La semana pasada definimos qué es educación. Su instrucción ó enseñanza nos ayuda a crecer y a desarrollarnos con armonía en la sociedad, y esto se da desde el seno familiar en el cuál nos enseñan principios y valores. En la escuela no se está exento de estas enseñanzas, y en ambas instituciones nos enseñan desde niños diferentes reglas que regirán y prevalecerán sobre otras, en nuestras conducta hacia con los demás.

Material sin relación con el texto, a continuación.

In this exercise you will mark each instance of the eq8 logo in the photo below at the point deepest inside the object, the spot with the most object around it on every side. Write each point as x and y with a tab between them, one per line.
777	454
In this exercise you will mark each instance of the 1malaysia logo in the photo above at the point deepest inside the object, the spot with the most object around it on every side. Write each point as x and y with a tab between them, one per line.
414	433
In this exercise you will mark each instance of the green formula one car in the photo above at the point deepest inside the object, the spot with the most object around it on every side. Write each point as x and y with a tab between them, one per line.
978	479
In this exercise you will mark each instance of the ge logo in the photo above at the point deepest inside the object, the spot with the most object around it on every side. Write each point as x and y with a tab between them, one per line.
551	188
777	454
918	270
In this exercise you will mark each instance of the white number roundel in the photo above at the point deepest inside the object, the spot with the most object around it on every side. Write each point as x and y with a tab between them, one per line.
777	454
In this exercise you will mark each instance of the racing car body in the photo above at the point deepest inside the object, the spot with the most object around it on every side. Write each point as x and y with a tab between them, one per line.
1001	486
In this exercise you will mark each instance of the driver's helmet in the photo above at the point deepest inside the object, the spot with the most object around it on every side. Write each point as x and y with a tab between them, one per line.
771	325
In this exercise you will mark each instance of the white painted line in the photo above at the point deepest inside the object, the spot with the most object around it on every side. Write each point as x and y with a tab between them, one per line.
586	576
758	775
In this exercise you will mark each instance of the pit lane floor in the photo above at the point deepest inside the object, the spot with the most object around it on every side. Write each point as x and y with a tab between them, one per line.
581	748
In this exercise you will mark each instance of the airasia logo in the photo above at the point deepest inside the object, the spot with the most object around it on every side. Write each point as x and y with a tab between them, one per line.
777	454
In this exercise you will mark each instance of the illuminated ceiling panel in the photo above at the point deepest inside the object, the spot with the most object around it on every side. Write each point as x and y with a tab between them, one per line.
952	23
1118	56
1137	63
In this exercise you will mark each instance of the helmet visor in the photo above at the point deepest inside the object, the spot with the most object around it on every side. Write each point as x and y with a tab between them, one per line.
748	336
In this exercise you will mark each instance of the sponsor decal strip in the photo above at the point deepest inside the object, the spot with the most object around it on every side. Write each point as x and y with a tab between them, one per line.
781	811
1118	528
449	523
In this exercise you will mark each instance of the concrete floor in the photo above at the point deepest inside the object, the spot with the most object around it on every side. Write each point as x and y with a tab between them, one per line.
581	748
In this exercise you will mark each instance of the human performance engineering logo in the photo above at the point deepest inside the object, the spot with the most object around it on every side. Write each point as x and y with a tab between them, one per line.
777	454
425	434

Se nos enseña desde las muy bellas reglas de urbanidad como son por ejemplo, vestir correctamente, comer con educación, saludar a las personas, respetar a los mayores hasta ceder el asiento a las damas en los camiones, etcétera. Completando con ideas de comportamiento, modales y ética, al enseñarnos desde niños a no robar y a no mentir. Varias de estas enseñanzas vienen acompañadas de principios religiosos, y un ejemplo de ello son los diez mandamientos que Dios le dio a Moisés como reglas de conducta para su pueblo.

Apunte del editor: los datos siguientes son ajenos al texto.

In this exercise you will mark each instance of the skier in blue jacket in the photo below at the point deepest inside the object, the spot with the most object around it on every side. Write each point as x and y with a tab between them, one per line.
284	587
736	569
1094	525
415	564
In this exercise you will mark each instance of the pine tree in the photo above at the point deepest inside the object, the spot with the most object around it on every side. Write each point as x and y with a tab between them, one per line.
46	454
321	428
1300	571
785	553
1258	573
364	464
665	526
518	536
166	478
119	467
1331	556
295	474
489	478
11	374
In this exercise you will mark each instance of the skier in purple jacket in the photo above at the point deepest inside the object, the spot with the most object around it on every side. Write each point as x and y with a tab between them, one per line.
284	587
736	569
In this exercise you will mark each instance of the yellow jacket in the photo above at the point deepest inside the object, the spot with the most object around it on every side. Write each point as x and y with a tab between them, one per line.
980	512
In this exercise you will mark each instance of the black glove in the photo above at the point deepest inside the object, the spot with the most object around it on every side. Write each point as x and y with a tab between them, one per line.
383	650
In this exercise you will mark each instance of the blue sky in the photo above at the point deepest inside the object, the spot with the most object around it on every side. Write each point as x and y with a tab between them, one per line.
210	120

En México, dicen un dicho que parece ser muy cierto: "La educación se mama porque son las enseñanzas que proporciona la madre al niño desde sus primeros pasos." Ella piensa que estos conocimientos lo formarán como un hombre de provecho en la sociedad, pero también cuando cumple la edad pertinente, lo lleva a la escuela de educación preescolar, luego a la educación primaria ó elemental, para de este nivel continuar su educación con visualización de nobles propósitos que le permitirán mediante esforzados ascensos, el logro de la realización de una carrera universitaria, grado académico que le permitirá a la vez ejercer una profesión y obtener un nivel económico de vida mejor al que tuvieron sus padres. También hacen posible la coronación de los esfuerzos del estudiante y profesionista. Las personas que alcanzan el nivel de educación descrito, y si lo hicieron con vocación para la profesión que estudiaron, serán individuos muy exitosos, porque les gustará el desempeño de su actividad, ya sea como abogado, médico, ingeniero, profesor, etcétera. Pero si estudian una carrera sólo por imitar a otra persona porque observan que esta gana mucho dinero en su profesión, les pronostico un absoluto fracaso, porque para estudiar una profesión, hay que tener vocación para desempeñarla. Que el médico no invente operaciones, el ingeniero no doble los presupuestos de construcción, que el abogado no alargue los juicios, el profesor revise correctamente las tareas de los alumnos, los astronautas que van a la luna no vayan borrachos.
En México, miles de niños no tienen oportunidad de ir a la escuela, y con ello pierden la chance de educarse y tener una vida mejor. Habrá que revisar la distribución de las partidas presupuestales y su iniquidad, ó también observar si existen todavía esos caciques de las zonas rurales, a quienes no les conviene que sus comunidades se eduquen porque quieren seguirlas manipulando para sus oscuros intereses; una persona ignorante y sin educación es más fácil de controlar ó manipular.
Posdata: Aquí se deben establecer las visitas guiadas a diversas empresas industriales ó instituciones de salud, para que el alumno descubra su vocación ó la refuerce. Se debe implementar a nivel preparatoria.